Institutional Award: Governmental and non-governmental organizations, institutions, or other entities can apply or be nominated. The award-winning organization or institution will receive €200,000. If governmental organizations or institutions are the recipients of the award, they will not receive any funds in addition to the award itself. Non-Governmental organizations can be publicly funded; although government representatives may sit on an NGO’s governing board(s), governments cannot unilaterally determine the use of the organization’s funds, its structure, or its activities.
Early Career Award: Early career researchers or small teams of collaborating researchers can submit a project proposal that seeks to foster research quality and value for an award of €100,000.
Eligibility and Requirements
This award is open to any researcher or group of researchers, organizations, or institutions involved in science and research, education, and scholarship.
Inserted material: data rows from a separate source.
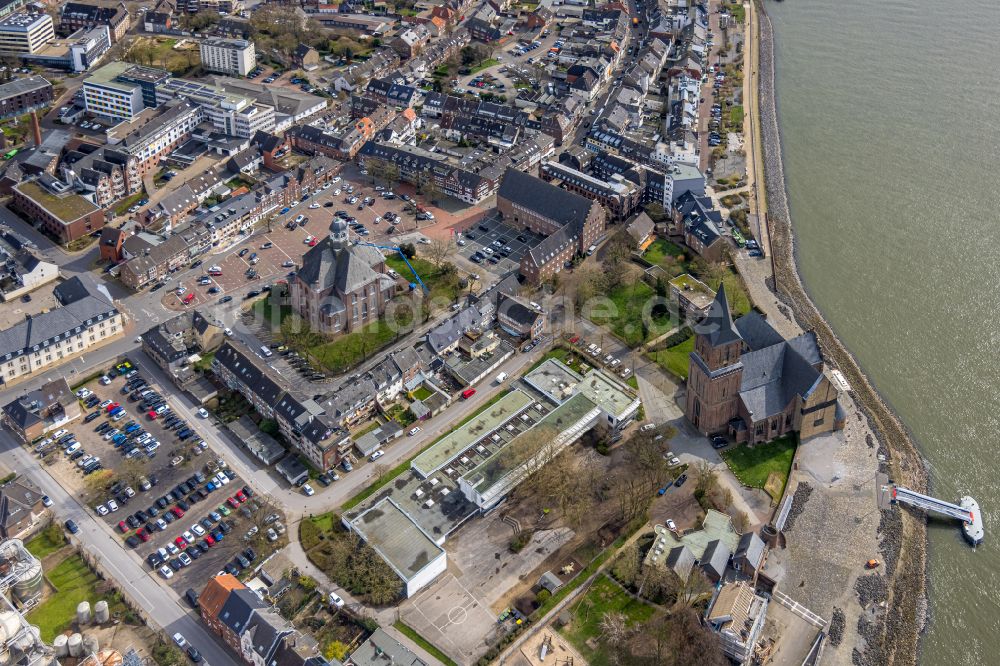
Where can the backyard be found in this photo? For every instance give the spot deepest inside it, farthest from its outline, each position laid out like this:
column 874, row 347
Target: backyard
column 626, row 318
column 764, row 465
column 675, row 359
column 584, row 629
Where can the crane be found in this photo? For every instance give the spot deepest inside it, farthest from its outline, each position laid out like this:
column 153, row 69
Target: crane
column 401, row 254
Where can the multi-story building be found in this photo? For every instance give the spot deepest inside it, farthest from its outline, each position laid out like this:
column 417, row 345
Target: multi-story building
column 86, row 316
column 570, row 223
column 25, row 33
column 76, row 15
column 340, row 287
column 106, row 96
column 235, row 57
column 22, row 96
column 418, row 166
column 748, row 381
column 51, row 207
column 303, row 422
column 620, row 197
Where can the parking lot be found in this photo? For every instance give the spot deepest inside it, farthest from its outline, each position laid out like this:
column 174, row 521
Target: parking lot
column 155, row 482
column 274, row 254
column 492, row 239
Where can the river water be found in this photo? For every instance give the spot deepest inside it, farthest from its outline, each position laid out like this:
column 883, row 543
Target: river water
column 890, row 119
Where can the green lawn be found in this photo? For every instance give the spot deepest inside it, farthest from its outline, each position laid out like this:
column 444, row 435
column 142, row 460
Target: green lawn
column 669, row 256
column 121, row 208
column 753, row 465
column 625, row 321
column 675, row 359
column 75, row 582
column 603, row 597
column 489, row 62
column 423, row 642
column 348, row 350
column 440, row 283
column 46, row 543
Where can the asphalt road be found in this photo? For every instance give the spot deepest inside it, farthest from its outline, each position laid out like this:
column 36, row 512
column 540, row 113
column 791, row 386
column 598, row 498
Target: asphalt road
column 159, row 602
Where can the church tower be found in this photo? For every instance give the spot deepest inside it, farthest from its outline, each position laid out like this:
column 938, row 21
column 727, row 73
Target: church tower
column 338, row 234
column 714, row 370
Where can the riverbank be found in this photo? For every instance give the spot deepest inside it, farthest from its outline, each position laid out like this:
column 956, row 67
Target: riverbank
column 894, row 638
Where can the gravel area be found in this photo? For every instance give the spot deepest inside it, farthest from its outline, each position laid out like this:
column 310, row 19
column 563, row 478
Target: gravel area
column 894, row 639
column 799, row 500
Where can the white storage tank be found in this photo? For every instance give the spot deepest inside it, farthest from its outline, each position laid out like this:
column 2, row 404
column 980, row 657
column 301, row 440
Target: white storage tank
column 101, row 612
column 82, row 613
column 59, row 644
column 75, row 645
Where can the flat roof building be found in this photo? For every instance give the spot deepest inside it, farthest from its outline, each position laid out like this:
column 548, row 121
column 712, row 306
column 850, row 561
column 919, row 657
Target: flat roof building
column 401, row 542
column 25, row 33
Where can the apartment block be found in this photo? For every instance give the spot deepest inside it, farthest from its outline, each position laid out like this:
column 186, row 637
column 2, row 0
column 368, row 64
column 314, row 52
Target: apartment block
column 86, row 316
column 235, row 57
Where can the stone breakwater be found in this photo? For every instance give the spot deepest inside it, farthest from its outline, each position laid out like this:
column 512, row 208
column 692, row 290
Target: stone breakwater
column 894, row 639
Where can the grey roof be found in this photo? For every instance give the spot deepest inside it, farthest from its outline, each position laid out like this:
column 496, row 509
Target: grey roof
column 680, row 559
column 551, row 202
column 756, row 332
column 751, row 549
column 347, row 269
column 239, row 608
column 718, row 324
column 81, row 303
column 715, row 558
column 772, row 377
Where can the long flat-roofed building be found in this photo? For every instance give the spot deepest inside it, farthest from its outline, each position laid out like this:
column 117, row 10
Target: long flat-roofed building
column 25, row 33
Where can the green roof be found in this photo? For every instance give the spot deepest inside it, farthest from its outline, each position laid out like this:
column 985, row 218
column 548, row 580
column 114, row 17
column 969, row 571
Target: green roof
column 503, row 462
column 67, row 207
column 445, row 449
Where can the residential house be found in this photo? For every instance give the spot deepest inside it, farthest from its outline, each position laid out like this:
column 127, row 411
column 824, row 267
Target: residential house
column 43, row 410
column 745, row 379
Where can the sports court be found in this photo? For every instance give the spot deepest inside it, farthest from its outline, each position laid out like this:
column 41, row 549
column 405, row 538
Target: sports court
column 452, row 618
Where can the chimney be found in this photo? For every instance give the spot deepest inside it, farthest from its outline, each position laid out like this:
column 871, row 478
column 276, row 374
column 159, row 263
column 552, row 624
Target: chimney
column 36, row 128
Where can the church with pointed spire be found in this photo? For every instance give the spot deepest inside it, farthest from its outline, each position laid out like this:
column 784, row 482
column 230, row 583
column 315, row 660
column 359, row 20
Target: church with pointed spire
column 747, row 382
column 341, row 287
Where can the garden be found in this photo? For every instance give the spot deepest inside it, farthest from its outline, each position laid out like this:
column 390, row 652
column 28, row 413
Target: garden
column 763, row 465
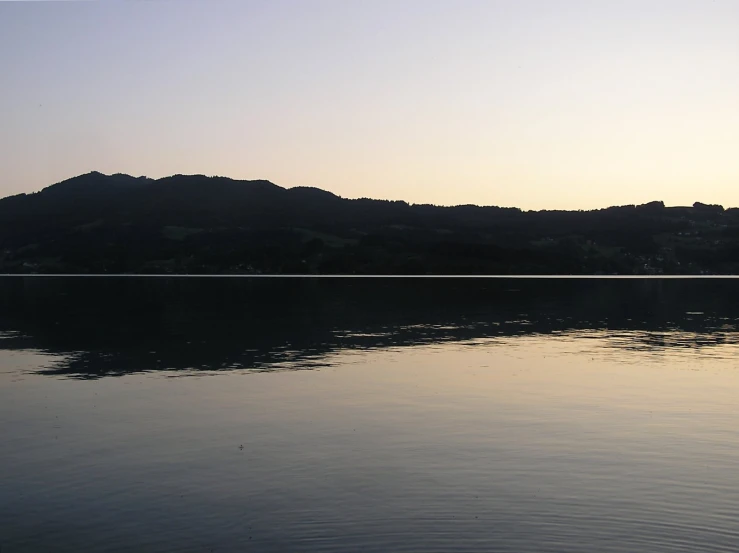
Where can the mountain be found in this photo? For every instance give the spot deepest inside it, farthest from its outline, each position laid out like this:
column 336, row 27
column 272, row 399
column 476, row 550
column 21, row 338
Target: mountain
column 194, row 224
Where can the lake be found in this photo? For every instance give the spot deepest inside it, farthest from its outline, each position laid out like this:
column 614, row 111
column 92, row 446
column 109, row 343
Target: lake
column 377, row 415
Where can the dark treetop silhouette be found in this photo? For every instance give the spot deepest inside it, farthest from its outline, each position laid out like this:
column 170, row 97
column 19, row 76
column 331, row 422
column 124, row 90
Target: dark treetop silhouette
column 194, row 224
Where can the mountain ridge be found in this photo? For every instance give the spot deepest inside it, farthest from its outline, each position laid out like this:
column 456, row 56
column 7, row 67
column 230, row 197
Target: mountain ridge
column 97, row 223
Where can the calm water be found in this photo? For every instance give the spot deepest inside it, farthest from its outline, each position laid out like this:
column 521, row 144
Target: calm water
column 369, row 415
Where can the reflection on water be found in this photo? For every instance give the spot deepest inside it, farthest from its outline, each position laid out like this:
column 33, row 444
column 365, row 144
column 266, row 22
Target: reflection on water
column 452, row 415
column 112, row 327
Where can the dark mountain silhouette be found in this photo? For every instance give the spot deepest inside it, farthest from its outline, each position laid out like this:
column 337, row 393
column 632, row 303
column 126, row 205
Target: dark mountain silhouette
column 96, row 223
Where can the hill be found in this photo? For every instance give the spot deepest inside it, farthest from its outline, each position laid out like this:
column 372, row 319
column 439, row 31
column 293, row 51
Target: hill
column 193, row 224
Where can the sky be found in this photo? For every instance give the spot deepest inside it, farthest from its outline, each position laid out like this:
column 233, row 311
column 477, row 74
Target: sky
column 538, row 104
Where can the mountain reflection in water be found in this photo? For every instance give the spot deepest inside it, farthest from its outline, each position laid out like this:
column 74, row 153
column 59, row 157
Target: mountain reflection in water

To be eligible for the early career award, candidates must hold a doctorate or have equivalent research experience, and should have been an independent researcher for no longer than five years.
Nominations of individual or small teams should include a nomination letter, a CV, and a list of relevant publications of each nominee, as well as letters of support from eminent experts and former trainees.
Applications or nominations of organizations and institutions should consist of a nomination or application letter, as well as letters of support from eminent experts.
Early career researchers or small teams of early career researchers should submit a letter of motivation, a project proposal, as well as a CV and a list of relevant publications for each team member.
Find out more about the nomination and application requirements in the different categories.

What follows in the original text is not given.